Клерк помедлил, снова оглядывая нас по очереди, задержался на Валере, так и не вернувшем очки на место, и, осторожно взвешивая слова, сказал:
— Когда мой человек в Волгограде получит груз и проверит его сохранность, он выдаст каждому из вас по тысяче долларов…
— Нах! — с презрением выдохнули мы хором, а Валера еще и отворил дверь салона, приглашающе махнув ручкой.
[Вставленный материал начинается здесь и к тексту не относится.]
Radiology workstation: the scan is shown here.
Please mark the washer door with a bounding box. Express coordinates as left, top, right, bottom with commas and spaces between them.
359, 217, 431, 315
Геннадий Иванович заиграл желваками — видимо, в таком тоне с ним давно не разговаривали. Обращаясь уже только к Палычу, он спросил:
— Хорошо, за какие деньги вы возьметесь?
— Пять тысяч каждому. Сейчас и наличными.
— И не долларов, а евро,— мстительно добавил Васильев, протирая очки об рукава куртки.
Геннадий Иванович скривил было рот, но удержался от ругани и после небольшой паузы сказал, опять обращаясь исключительно к Палычу:
— Полковник поручился за вас. Так что спрашивать,если что, мои люди будут не только с вас, но и с полковника. А уж как он с вами разберется, меня не касается…
Пойдемте, вам еще надо забрать коробку с документами Это то, что вам полагается отвезти официально в Элисту.— Клерк встал со своего места, и я с изумлением понял, что он принял наши безумные условия.
Палыч ушел вслед за заказчиком, а мы с Валерой некоторое время смотрели друг на друга с некоторой неловкостью во взглядах.
— Тебя что смущает? — наконец спросил я.
— А тебя?
Я пожал плечами:
— Ну, содержимое кейса. Может, он и впрямь мародер— Это верно,— усмехнулся Валера,— он мародер.
Только не в том смысле, в каком ты думаешь. Эти ценности, что у него в чемодане, он напрямую из чужих квартир, конечно, не тырил. Он все это как бы заработал. Пролетариев грабил, короче. А теперь просто хо'чет увезти из Москвы награбленное. Мне вдруг стало смешно:
— Ну и чего ты тогда согласился ему помогать, коммунист хренов?
— А ты? — опять спросил меня Валера.
— А мне сейчас всё по фигу,— весело ответил я.— Для меня сейчас главное — денег надыбать, чтоб Ленка с Лизкой подольше во Франции задержались.
— Так и мне тоже,— кивнул Васильев, скупо улыбнувшись.— Своя рубашка ближе к телу.
Мы помолчали, рассматривая сквозь открытые окна микроавтобуса беззаботных москвичей за столиками уличного кафе — оказывается, оно работало совсем рядом, через дорогу. Потом я открыл пассажирскую Дверь, чтобы в салоне стало посвежее, и до нас тут же Донеслись взрывы детского смеха уже с другой стороны, где в скверике напротив располагалась игровая площадка.
Я вспомнил пустые, словно выжженные напалмом питерские дворы, по которым торопливыми перебежками, группами не меньше чем человек по десять, передвигаются сейчас аборигены, и подумал, что вполне понимаю, что такое классовая ненависть. Это когда ненавидишь других людей только за то, что они существуют, и только потому, что им совершенно случайно повезло оказаться среди победителей. Они, эти высшие классы, ничего подобного не заслужили ни своим трудом, ничуть не более интенсивным, чем у прочих, ни своими деловыми качествами, тоже вполне обычными, ни талантами, которые у них, конечно, могут быть, но гораздо чаще талант им заменяют наглость и пронырливость. Им просто повезло оказаться в нужное время в нужном месте.
Вот эти, что хихикают сейчас за столиками напротив, родились в семье потомственных федеральных чиновников и получили свой достаток «по наследству», а вон те, видом пожиже, еще рассчитывают хапнуть кусок пожирнее, когда в коридорах власти освободится «взяткоёмкое» место. Всем этим людям плевать на свой город и тем более — на страну. Приоритеты давно расставлены, и среди них нет ничего из того, о чем вспоминают романтики, когда их наконец ставят к стенке.